Aside: do you still need to use a cache service when using Postgres? Our Django web app forgoes any caching because “Postgres is fast enough” and “has its own cache”.
Assuming you mean application level cache you can't really generalize it. In general you don't want to cache anything if you can because cache invalidation is a really hard problem.
I read a comment like this and just desperately want to look at the query log to see what’s being run. Followed by explaining a few offenders to see what the planner is working with. You can get really deep into optimising your dB, but often there are a lot of low hanging fruit to work with that you can make “good enough” in no time at all.
That really depends on what you're caching.
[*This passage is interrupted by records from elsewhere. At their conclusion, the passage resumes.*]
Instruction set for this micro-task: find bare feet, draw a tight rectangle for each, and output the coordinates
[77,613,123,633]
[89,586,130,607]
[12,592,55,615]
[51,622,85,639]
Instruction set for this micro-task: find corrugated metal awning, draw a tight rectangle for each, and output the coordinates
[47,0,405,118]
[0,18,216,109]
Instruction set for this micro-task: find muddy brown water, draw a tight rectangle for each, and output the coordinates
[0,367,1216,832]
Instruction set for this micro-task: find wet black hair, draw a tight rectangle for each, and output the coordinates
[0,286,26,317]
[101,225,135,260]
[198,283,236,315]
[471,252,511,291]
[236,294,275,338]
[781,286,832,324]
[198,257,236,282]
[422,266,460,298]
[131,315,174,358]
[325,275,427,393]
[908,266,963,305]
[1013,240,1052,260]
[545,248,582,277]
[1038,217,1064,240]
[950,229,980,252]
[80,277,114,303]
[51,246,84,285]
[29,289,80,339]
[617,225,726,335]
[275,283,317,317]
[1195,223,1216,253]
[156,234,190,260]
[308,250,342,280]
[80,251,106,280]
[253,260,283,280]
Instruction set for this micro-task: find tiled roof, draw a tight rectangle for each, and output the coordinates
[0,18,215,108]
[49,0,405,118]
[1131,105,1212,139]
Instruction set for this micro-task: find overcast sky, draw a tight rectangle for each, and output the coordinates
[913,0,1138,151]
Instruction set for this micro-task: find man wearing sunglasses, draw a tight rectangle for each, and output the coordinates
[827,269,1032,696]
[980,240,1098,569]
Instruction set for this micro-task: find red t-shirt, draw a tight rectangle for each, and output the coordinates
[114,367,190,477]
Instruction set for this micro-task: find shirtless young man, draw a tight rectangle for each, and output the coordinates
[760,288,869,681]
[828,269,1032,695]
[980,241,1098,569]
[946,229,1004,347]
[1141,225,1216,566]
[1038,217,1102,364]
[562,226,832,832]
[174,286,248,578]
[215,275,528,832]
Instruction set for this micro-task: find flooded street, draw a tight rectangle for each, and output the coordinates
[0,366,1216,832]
Sometimes e.g. you might want to have local caches on application servers, not because the database would be too slow or couldn't take the load, but because the roundtrip time to the database make page loads too slow if you hit the DB every time.
Or you have some complex ranking/relationship/aggregation calculations - it might computationally be infeasible for the database, as hard as people worked on its efficiency, to calculate such a query on each request...
Depends on what you're using the cache for. Postgres is definitely fast enough for reads of a K/V pair at a scale your master node can support for most use cases, but there are cases that you can't suit with postgres alone at-scale, e.g:
1. Needing a consistent (meaning reading off replicas is not fresh enough) data source for reads and writes that happens every request to very high-request site. Think sessions, api rate limiting.